Biological machines are capable of reason but are programmed also by conditioning, and reason and reflex can produce contradictory imperatives. If there's a "choice" to be made, which mechanism is it that "makes" the choice?

Consciousness is not complex calculation it's indecision. Create an indecisive computer, a neurotic computer, torn (having been given the imperative to survive) between the heuristics of conditioned response and calculation, and you'll have a conscious non-biological machine.

Mary the color scientist, seeing -sensing- color for the first time, will learn nothing new about color itself but will now give it a place among the trillions of sense impressions over the course of her life which she has compartmentalized, characterized, and like as not narrativized into her personal logic. She will have a new understanding of color not as independent but in relation to herself as a form of experience within the totality of her imagined and imagining life.
Mary will see, construct, and experience her red.
It will become a part of the totality of her experience and her conditioning.

More:
What exactly are qualitative states? In its definition of qualia at the Stanford Encyclopedia of Philosophy begs the question. Perception is physical: experience, sandpaper etc. When animals sense we categorize things in the history of our perceptions (patterning as comfort) Our history is foggy, and facts and values are confused from the start. The machines we make do not have this complex conflicted relation to the world, they’re not desirous or anxious. They have no sense of telos, even a blind drive for survival.

It seems easier to want to ascribe qualitative states to man-made machines than to describe the mechanics of qualitative “experience” and “perception.” To a machine, the blueprint for a building and the building itself are identical, while animals require the presence of the building to understand the thing. And like the color red in doing that we’re not understanding the building or the color but our categorization of it, and all the details that we analogize in relation to what we’ve already stored away. We’re bombarded by perceptions and evocations resulting from perceptions. But all of that can be described in quantitative terms. What’s private -as experience- is that each of us contextualize the data according to our own history. Every animal has his or her own filing system and her own adaptive conditioning. Animals are drunken machines, each of us drunk in our own way.

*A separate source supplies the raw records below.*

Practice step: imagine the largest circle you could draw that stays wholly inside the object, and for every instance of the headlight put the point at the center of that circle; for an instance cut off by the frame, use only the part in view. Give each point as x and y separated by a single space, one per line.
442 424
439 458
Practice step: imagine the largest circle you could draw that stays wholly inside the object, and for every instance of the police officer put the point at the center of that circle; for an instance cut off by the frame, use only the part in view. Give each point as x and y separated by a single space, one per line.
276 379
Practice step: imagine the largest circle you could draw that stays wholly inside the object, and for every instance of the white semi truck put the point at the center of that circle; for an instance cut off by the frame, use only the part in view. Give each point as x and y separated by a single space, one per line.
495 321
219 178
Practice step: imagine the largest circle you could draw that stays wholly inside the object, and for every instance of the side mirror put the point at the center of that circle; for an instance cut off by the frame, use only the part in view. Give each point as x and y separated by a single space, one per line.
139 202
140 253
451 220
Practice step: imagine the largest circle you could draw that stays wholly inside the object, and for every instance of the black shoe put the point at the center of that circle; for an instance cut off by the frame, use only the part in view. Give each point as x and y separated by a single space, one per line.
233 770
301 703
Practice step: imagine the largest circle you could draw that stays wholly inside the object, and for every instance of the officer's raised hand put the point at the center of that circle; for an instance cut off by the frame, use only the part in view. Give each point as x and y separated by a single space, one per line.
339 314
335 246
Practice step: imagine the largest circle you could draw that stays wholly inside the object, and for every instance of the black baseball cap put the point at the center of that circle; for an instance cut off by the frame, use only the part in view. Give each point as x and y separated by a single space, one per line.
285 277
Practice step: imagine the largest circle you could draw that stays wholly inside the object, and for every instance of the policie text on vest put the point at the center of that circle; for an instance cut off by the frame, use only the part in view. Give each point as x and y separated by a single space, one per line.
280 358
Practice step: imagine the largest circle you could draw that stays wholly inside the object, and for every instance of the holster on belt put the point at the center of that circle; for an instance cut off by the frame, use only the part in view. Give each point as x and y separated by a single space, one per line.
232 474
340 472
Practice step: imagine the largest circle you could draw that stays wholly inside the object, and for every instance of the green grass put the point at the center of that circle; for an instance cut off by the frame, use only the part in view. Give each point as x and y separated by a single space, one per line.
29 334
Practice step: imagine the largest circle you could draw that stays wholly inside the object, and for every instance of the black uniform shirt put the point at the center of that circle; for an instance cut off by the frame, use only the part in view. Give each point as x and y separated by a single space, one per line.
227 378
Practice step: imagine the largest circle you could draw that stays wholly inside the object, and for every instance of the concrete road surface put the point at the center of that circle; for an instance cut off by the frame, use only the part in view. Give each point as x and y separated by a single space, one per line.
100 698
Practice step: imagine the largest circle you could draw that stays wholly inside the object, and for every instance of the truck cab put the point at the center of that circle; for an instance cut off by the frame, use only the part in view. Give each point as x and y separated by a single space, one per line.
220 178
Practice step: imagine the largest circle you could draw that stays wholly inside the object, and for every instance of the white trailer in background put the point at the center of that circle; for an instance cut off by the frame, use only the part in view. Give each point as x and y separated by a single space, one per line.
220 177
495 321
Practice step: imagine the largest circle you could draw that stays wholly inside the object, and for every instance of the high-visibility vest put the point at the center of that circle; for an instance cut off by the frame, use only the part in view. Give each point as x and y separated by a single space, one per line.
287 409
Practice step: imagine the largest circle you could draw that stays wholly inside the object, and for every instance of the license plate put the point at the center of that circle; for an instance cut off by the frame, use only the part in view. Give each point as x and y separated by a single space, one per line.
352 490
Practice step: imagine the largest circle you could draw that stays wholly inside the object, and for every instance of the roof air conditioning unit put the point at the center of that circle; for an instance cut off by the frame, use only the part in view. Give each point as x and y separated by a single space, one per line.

The limits of conceptualism it seems to me is in the unwillingness to mark the distinction between blueprints and buildings, between ideas and experience, because ideas are universally available and one’s experience of a building is private and therefore secondary, But what this means is that the ability to communicate always private experience atrophies, while experience is still our primary relation to the world. This conversation above seems more about desire than the world we will always only know as experience, while shying away from real questions regarding our biological machinery.